My JavaScript book is out! Don't miss the opportunity to upgrade your beginner or average dev skills.

Thursday, November 12, 2009

How To Map Your Code

Most of the tools we use on daily basis to develop applications with any kind of programming language need to understand our code in order to help us while we are writing, reading, or creating code.
We open an editor, we read highlighted code, we like suggestions when we write a dot and we use compilers, minifiers, compressors, obfuscators, converters, documentation generators ... but have we ever though about the program behind our same program? Have we never thought that highlights, suggestions, minifications, and syntax analyzer do not come for free and these are primordial programs we've ever used often without even realizing we are using it?
This post is about general suggestions, techniques, and practices, used to map code. In this specific case, we will analyze step by step the logic behind a code mapper using the most used programming language in the world: JavaScript.

Map VS Tokens

First of all we need to understand what we need. A Map could be considered a generic list of coordinates able to tell us "what is where" while a tokenizer is usually an extremely detailed map with extra info, where everything is deeply analyzed and hopefully never casual, as a map could be.
Every programming language has an interpreter, and usually an interpreter is able to analyze the syntax and create tokens to use runtime or to compile the language into another one (byte/machine code). As metaphoric example, the world is an open source application and we, nature and animals included, are tokens, then everything is part of a global application.
So far, services such Google Map, are applications able to map the world. Google Map does not (yet) care about our role in the system, it simply tells us what/who is where. Silly metaphors a part, being global tokens analysis much harder to perform, this post will talk about the simple way: the generic Map, but if interested, and again via JavaScript, we could have a look into Narcissus, a good old Mozilla Project able to analyze JavaScript via JavaScript itself.

Time To Start Thinking About The Problem

OK, everything seems so easy for human eyes ... we take a string, we recognize what is where, and that's it! Easy! Specially with an highlighter able to make code lecture a pleasure, isn't it?
Well, we'll see that things are not that simple as we think, and that is why historical projects such Scintilla are still under development.

What We Are Interested About

As I have said, JavaScript will be the reference language but problems and techniques are similar for every other.
The first requirement to understand is what as what are we looking for.

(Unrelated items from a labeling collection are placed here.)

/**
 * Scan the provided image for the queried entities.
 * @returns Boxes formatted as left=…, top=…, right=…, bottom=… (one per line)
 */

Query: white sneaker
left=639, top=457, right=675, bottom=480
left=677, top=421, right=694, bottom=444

In JavaScript case, we can split the language in these main cases:
  • strings, we cannot touch them!
  • literal regular expressions, untouchable as well
  • comments, we may consider to get rid of them
  • E4X, damn cool XML as is, again untouchable
  • everything else, considered code

For above categories, we could slit them in sub categories:
  • single quoted strings
  • double quoted strings
  • single line comments
  • multiline comments

So far, we have just decided what will be our map about, and nothing else. Now it's time to think how to implement this map.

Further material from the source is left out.